Finalmente oí cómo arrancaban los motores de los coches y empezaban a bajar del ferry. Habíamos llegado a la orilla y volvíamos a subir al 4×4 que nos llevaría finalmente a Belo-sur-Tsiribihina.
Bonita puesta de sol encima de los colchones
Era de noche cuando por fin el vehículo nos paró delante del hotel Karibo. No podía creer lo que veían mis ojos, después de 12 eternas y fatídicas horas de viaje llegábamos al hotel. Salí disparada a la habitación, ya me subiría alguien mis mochilas, necesitaba un poco de paz. Una suite presidencial no me alegraría tanto como lo hizo aquel día ver aquella habitacíon pequeña y simple. Se trataba de una habitación con una cama, una mosquitera y baño propio, pero en ese momento era todo lo que necesitaba y atraída por la ducha me metí tan rápido como pude. Con la suciedad que llevábamos acumulada tras tres días de navegación el agua salía casi negra tras el contacto con la piel…

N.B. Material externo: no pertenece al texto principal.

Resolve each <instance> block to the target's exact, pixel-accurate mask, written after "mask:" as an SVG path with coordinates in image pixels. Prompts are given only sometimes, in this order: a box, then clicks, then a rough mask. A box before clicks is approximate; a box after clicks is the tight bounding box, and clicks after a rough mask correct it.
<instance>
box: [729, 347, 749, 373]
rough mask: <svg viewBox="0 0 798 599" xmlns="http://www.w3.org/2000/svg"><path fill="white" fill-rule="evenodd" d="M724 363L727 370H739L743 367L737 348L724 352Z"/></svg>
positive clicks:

Cuando todo el mundo se hubo arreglado bajamos al restaurante del hotel en la planta baja a cenar. Yo bajé sujetándome en las paredes para no caer, me flojeaban las piernas y nececesitaba meterme algo en el estómago. Cuando llegué a la mesa y me senté, Florence me dijo que tratara de comer algo aunque solo fuese un plátano. A l escuchar la palabra plátano mi estómago se contrajo de golpe dándome tales arcadas que tuve que levantarme corriendo en dirección a la puerta de salida para no vomitar allí mismo. Nunca antes el nombre de una fruta me había causado tal efecto emético, fue más efectivo que un café con sal…
Les dejé allí mismo disfrutando de la cena y volví a la habitación a descansar. Solo deseaba que fuese el día siguiente y encontrarme bien. “Mañana será otro día” pensé y cerré los ojos. Tenía que recuperar energía para llegar a Tsingy.